Les doigts de Trevor s'étaient perdus sous la robe de celle qui l'accompagnait. Il y avait quelque chose d'hypnotique, de magnétique, dans la lenteur, la langueur de ses mouvements. Lee sentait sa peau s'empourprer et savait que Trevor discernait chaque nuance qui, progressivement, l'emmenait du bronze vers le rouge sang.
« Où est votre ami, chaton ? », demanda-t-elle pour retrouver une certaine maîtrise de la situation.
Il sourit en entendant ce surnom presque affectueux, presque insultant, et captura entre ses lèvres celles de sa partenaire tout en fouillant sa veste.
« Il ferait mieux d'être en chemin.
— Inutile », déclara-t-il en laissant la jolie blonde respirer.
L'avait-il mordue ? Sa bouche était si rose. Trevor sortit de sa poche une liasse de billets, qu'il compta un par un avant de les tendre vers Lee.
« Six cents dollars. En échange de ma montre, s'il vous plaît. »
Elle attrapa l'argent et pivota sur ses talons pour lui tourner le dos, le temps de saisir l'objet qu'elle avait dissimulé contre sa peau, sous le tissu de sa brassière.
« J'ai entendu beaucoup de choses à votre sujet, Marissa, annonça Trevor en récupérant ce qui lui appartenait.
« Ah oui ? Vous vous renseignez sur toutes les serveuses des établissements que vous fréquentez ?
— Seulement celles que je pourrais envisager d'épouser, et celles qui menacent de me tuer.
— Que de monde cela doit-il faire. J'espère bien que vous prenez des notes pour n'en oublier aucune.
— La première chose que j'ai apprise à votre propos, c'est que Marissa n'est pas votre vrai nom.
— Ça l'est entre ces murs.
— Ce qui fait de Marissa...
— Une performance », riposta-t-elle en haussant les épaules.
Trevor se recula au fond de son siège. Ses yeux jetaient des éclairs tout autour de lui et une drôle d'électricité statique semblait s'échapper de ses doigts.
« Marissa possède une réputation des plus sulfureuses, vous savez. On la dit veuve, ou fiancée, ou même les deux, personne n'a vraiment été très clair.

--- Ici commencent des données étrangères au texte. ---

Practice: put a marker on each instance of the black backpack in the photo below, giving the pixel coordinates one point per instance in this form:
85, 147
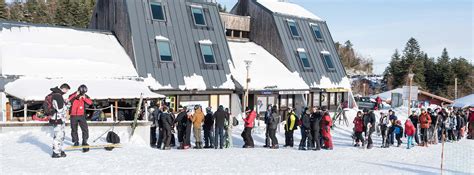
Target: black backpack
48, 108
112, 137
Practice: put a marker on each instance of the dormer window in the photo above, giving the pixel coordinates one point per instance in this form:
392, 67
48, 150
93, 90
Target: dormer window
293, 28
316, 31
157, 11
198, 15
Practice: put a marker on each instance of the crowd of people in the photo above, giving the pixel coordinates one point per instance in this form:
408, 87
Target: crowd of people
428, 127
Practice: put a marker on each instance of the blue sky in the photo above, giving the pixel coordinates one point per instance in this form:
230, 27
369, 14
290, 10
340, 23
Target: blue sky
378, 27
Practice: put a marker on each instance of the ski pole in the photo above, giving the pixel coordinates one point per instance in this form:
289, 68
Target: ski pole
112, 128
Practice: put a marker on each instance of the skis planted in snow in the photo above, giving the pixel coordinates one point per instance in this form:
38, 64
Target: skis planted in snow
137, 113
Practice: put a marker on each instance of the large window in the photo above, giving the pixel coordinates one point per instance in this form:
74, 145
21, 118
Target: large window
328, 60
164, 51
198, 15
304, 58
207, 53
157, 11
293, 28
316, 31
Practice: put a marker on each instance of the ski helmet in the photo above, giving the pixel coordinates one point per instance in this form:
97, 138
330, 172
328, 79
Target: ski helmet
82, 89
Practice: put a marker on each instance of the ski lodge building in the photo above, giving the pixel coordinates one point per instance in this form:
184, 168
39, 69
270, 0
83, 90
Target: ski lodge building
184, 49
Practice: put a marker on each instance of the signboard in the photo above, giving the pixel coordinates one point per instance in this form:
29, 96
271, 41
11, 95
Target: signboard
414, 92
292, 92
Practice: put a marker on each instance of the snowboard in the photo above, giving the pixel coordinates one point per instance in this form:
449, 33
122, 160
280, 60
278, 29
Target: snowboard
106, 146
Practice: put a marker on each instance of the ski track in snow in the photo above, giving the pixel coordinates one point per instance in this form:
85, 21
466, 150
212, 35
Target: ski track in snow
28, 152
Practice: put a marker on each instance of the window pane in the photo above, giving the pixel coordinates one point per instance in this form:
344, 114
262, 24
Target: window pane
157, 11
293, 29
207, 54
165, 51
198, 16
328, 60
304, 59
317, 31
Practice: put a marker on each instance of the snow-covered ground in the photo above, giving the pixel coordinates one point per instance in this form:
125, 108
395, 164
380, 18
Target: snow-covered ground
28, 152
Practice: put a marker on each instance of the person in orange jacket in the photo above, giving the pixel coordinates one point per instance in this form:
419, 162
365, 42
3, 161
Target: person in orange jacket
326, 124
78, 116
425, 122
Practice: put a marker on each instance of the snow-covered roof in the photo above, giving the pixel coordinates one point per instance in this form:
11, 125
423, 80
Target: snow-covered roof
265, 70
288, 8
467, 101
36, 89
54, 52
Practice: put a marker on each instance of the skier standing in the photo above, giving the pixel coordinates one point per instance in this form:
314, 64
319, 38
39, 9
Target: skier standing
307, 139
57, 106
197, 118
316, 118
267, 118
369, 126
222, 119
247, 133
290, 127
208, 129
414, 120
358, 129
78, 115
326, 124
273, 125
409, 132
425, 123
384, 125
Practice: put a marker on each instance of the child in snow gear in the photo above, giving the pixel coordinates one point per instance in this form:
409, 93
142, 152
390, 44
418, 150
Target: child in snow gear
222, 119
369, 126
409, 132
414, 120
249, 123
358, 129
306, 127
316, 118
78, 115
272, 126
208, 129
198, 118
425, 123
267, 118
384, 125
59, 115
326, 124
398, 131
290, 126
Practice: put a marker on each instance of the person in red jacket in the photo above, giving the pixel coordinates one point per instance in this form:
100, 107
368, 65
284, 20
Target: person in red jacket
358, 129
78, 116
409, 132
326, 124
249, 122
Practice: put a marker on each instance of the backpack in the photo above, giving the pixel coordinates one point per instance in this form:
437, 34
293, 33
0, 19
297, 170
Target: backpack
48, 108
112, 137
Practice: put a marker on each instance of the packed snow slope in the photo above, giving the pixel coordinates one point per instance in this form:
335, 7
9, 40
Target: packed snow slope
28, 152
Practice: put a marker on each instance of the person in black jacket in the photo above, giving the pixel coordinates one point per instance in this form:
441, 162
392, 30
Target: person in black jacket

— Vous me voyez obligée de tout confirmer d'un bloc, répliqua Lee en lui raflant un sourire.
— Et vous me voyez contraint d'insister. Où s'arrête la performance ?
— Aux portes du Mad.
— Aux portes du Mad, reprit-il en écho. C'est très précis. Qu'en est-il de la sortie de service ? Vous savez, celle qui est réservée au personnel, dans cette petite ruelle près des poubelles.
— Enfin, Monsieur O'Sullivan ! Quel genre d'individu assisterait à un spectacle près des poubelles ?
— Toutes sortes de gens, vous seriez surprise, lui répliqua-t-il sur le même ton cajoleur avant de changer de route. Auriez-vous une minute ou deux à m'accorder ? J'aimerais beaucoup en apprendre davantage à votre sujet. Pour commencer : faites-vous partie de ceux qui s'acheminent jusqu'à notre bonne vieille Chicago en provenance du Sud ?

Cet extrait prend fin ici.